In an interview with JTBC in September, he said he may form a new party before the June 2014 local government elections.
“If we are prepared by next June, we could create a party,” he said. “If not, we will seek the best way we can find.”
Given that local elections are scheduled for June 4 and candidate registration begins in early February, Ahn is expected to finalize the establishment of the new party by February.
Ahn’s party will inevitably bring changes to a political scene long dominated by the conservative Saenuri and liberal Democratic parties. The popularity of the DP in particular has been on the decline, and Ahn’s party is likely to compete for support from the same liberal voters.
According to a weekly survey by Realmeter, a market researcher specializing in political and social affairs, conducted from the second week of June through second week of November, an approval rating for Ahn’s not-yet-born party has been 8.8 percent higher on average than that of the DP, 23.7 percent versus 14.9 percent.
The possibility of a partial or total alliance with the DP during the election can’t be ruled out given that division within the liberals would obviously benefit the Saenuri candidates. Migration of lawmakers from different parties is foreseen by analysts.

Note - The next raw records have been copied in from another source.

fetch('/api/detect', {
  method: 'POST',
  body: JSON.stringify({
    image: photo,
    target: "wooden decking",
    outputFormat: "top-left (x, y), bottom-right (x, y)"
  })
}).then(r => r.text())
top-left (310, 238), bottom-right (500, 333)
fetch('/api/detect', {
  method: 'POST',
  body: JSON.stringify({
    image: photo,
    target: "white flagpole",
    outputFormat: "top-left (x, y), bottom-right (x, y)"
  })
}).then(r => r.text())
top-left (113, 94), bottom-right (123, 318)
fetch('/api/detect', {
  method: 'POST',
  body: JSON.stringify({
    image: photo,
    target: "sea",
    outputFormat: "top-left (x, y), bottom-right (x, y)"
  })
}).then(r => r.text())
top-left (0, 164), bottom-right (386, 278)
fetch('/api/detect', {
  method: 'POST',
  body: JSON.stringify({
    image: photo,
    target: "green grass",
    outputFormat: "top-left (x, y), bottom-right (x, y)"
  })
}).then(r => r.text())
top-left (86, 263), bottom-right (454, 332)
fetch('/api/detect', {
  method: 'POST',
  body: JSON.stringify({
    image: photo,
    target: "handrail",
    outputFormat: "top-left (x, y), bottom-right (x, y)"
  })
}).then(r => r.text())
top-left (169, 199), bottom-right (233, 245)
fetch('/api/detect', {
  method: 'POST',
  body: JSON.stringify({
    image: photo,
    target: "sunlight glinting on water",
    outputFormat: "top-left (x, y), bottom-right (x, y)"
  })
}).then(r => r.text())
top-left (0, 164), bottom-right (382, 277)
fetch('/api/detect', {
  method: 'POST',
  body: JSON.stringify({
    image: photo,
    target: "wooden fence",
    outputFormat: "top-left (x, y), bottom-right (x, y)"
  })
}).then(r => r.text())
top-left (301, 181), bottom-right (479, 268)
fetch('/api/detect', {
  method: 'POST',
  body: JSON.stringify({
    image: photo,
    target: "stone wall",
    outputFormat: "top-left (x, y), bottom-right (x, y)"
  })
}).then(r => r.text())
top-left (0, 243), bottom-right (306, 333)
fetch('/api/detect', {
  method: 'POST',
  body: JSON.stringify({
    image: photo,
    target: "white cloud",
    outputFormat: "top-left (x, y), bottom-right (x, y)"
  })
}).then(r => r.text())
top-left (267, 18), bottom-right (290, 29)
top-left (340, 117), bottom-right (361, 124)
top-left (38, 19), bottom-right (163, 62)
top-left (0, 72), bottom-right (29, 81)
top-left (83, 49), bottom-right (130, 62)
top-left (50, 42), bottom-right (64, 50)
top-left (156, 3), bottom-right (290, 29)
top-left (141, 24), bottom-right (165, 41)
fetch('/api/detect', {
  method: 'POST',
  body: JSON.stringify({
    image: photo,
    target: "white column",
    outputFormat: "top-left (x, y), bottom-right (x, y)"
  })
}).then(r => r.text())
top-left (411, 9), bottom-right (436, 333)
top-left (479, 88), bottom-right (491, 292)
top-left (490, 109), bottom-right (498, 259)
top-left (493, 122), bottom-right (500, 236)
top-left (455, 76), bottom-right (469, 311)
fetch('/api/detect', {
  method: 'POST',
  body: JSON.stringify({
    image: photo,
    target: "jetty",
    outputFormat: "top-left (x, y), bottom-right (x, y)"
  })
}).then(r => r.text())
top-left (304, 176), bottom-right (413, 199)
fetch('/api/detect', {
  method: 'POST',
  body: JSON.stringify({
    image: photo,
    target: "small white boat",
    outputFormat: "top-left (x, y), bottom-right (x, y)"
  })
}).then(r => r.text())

The 51-year-old former tech entrepreneur has been criticizing the inner circles of both the Democrats and the ruling Saenuri Party, saying they make no effort to “persuade moderate people” and only focus on holding onto power, perpetuating the polarization of Korean politics.
Ahn said in an interview with the JoongAng Ilbo four months ago that Korean politics needs some kind of middle path that bridges the schisms between liberals and conservatives, and the Gyeongsang people versus Jeolla people.